French Capuchin theologian

Charles Joseph Tricassin (Tricassinus) (b. at Troyes; d. in 1681) was a French Capuchin theologian. There is little information about his life.

==Works==
He expounded Augustine of Hippo's doctrine of grace against the Jansenists. Thesee writings were violently attacked; they treat exhaustively both the Augustinian doctrine and that of Bonaventure.
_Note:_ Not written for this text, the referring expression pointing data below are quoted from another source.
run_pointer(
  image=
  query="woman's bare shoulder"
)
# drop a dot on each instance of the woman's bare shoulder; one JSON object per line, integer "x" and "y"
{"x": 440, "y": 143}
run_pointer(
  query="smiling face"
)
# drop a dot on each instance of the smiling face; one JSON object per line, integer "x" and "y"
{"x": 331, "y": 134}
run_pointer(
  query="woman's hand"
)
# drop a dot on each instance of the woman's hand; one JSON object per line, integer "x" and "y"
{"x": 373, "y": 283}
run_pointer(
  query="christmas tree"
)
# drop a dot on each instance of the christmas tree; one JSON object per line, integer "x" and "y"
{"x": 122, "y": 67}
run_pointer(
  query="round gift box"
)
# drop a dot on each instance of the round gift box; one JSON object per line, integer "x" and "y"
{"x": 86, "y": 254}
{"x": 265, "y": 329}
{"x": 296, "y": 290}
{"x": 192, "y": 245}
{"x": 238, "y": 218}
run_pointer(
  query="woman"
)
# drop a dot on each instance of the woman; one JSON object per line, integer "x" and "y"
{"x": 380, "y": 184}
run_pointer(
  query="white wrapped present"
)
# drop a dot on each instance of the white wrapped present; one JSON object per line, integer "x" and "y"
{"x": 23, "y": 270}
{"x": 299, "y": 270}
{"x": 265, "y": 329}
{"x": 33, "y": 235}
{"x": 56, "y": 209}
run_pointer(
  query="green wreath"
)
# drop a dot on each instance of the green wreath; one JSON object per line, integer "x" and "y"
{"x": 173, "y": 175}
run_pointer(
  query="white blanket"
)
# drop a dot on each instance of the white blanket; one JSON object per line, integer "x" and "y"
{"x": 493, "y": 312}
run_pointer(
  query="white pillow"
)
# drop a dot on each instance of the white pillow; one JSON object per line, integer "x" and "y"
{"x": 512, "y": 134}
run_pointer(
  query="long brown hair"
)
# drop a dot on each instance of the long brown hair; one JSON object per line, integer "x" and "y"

They comprise in the main:

- De praedestinatione hominum ad gloriam (Paris, 1669 and 1673), to which was added Supplementum Augustinianum (1673), the work being intended to prove predestination for foreknown merits;
- De indifferenti lapsi hominis arbitrio sub gratia et concupiscentia (Paris, 1673), a thorough explanation of Augustinian tenets;
- De necessaria ad salutem gratia omnibus et singulis data (Paris, 1673), proof of the sufficient grace for every individual, with special emphasis on difficult passages in Augustine's writings;
- De natura peccati originalis (Paris, 1677);
- De causa bonorum operum (Paris, 1679), a proof of the virtue of the hope of eternal life and of the fear of hell; a Supplementum (Paris, 1679) shows that attrition in connection with the Sacrament of Penance is sufficient according to Augustine and the Council of Trent.

Tricassin also published a commentary to several of Augustine's works to prove that Augustine calls the Pelagians heretical teachers, because they do not concede any necessity of grace for the will. He published at Paris in 1678 a French translation with explanations and applications of Augustine's books, De gratia et libero arbitrio, De correptione et gratia, as well as a treatise arguing that the Cartesian philosophy was contrary to the Catholic faith.